In that case, after the conclusion of the Phase 1 review on 21 August 2009, the CCS proceeded with a Phase 2 review on 6 November 2009. Unable to clear the merger due to the market structure existing at that point in time, the CCS issued a provisional decision to block the merger on 5 April 2010. Unlike the Parkway-Radlink merger, this provisional decision was not announced to the public.

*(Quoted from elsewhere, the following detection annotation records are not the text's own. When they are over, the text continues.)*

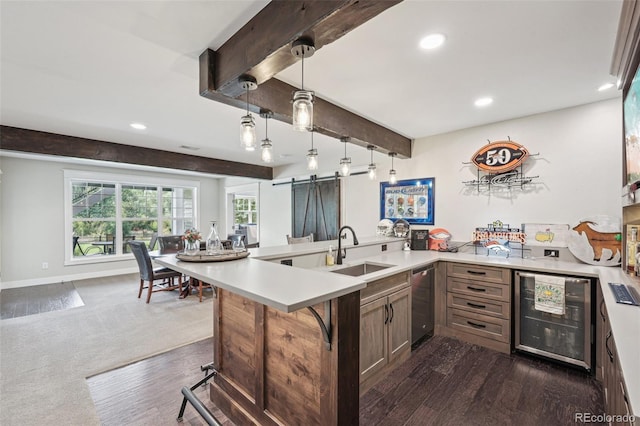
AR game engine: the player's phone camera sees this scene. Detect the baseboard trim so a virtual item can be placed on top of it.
[0,267,139,290]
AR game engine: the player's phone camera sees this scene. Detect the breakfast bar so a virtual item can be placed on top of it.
[155,241,640,425]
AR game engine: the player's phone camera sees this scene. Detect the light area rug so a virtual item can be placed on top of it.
[0,274,213,426]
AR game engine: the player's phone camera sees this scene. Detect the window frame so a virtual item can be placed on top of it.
[63,169,200,266]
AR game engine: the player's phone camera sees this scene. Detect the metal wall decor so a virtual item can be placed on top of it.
[462,138,539,191]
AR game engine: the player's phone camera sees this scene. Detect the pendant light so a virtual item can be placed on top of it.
[240,75,258,151]
[291,37,316,132]
[340,138,351,177]
[367,145,376,180]
[260,111,273,163]
[389,152,398,184]
[307,130,318,170]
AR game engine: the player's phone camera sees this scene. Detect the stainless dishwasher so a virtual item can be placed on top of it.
[411,265,435,345]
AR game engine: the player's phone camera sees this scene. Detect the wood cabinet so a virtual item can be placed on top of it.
[360,272,411,394]
[440,263,511,353]
[596,288,634,425]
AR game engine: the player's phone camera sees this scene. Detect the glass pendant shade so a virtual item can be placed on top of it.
[293,90,313,132]
[367,163,377,180]
[389,169,398,183]
[260,139,273,163]
[240,114,256,151]
[307,149,318,170]
[340,157,351,176]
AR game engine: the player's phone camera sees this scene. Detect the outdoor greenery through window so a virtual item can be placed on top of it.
[233,195,258,225]
[67,171,197,259]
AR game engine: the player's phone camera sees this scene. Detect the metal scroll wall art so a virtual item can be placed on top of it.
[462,138,539,191]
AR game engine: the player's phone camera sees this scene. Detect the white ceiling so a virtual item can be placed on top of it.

The merging parties in response filed an application for exemption to the Minister on 19 April 2010 which was declined on 7 December 2010. The CCS granted the merging parties an extended time until 28 February 2011 to file their written representations in response to the provisional decision, following which the CCS proceeded to continue its Phase 2 review of the merger. The CCS then noted that there had been key developments in the relevant market since the provisional decision was issued that had a material impact on its decision. The CCS took into account those key developments and unconditionally approved the merger in its final decision issued on 14 April 2011. Therefore, merging parties should be alive to commercial developments throughout the merger review process as they might be of great value in convincing the CCS of the absence of a SLC in the relevant markets that would result from the merger.

 
Practically Speaking

 
The Radlink-Parkway merger is the first time that the CCS has publicly disclosed its intention to block a proposed merger. The increased transparency of the CCS, seen by its public announcement of the provisional decision, is a much welcome development as it sheds light on the increasingly more nuanced and sophisticated approach taken by the CCS.

 

In addition, the consideration of vertical issues separately from that of horizontal issues by the CCS in this provisional decision highlights a critical point that the CCS takes a holistic view of mergers and cautions parties against making the incorrect assumption that the presence of only vertical effects in the absence of any horizontal effects is not detrimental to competition.

 
Provisional decisions prohibiting mergers should be regarded as an exception rather than the norm given that notifying parties would have tried their upmost to address any competition concerns that the CCS might have during the Phase 1 and Phase 2 merger reviews. Yet, this provisional decision should bring the point across to notifying parties that they should no longer assume that the merger notification process is going to be a walk over despite it being a voluntary process in Singapore. In order to avoid a long and protracted merger review that might lead to an undesired decision blocking the merger, merging parties would be wise to contemplate reviewing their proposed transaction in advance and prepare various commitment packages that might be used successfully as a tool to stave off an unwanted prohibition decision.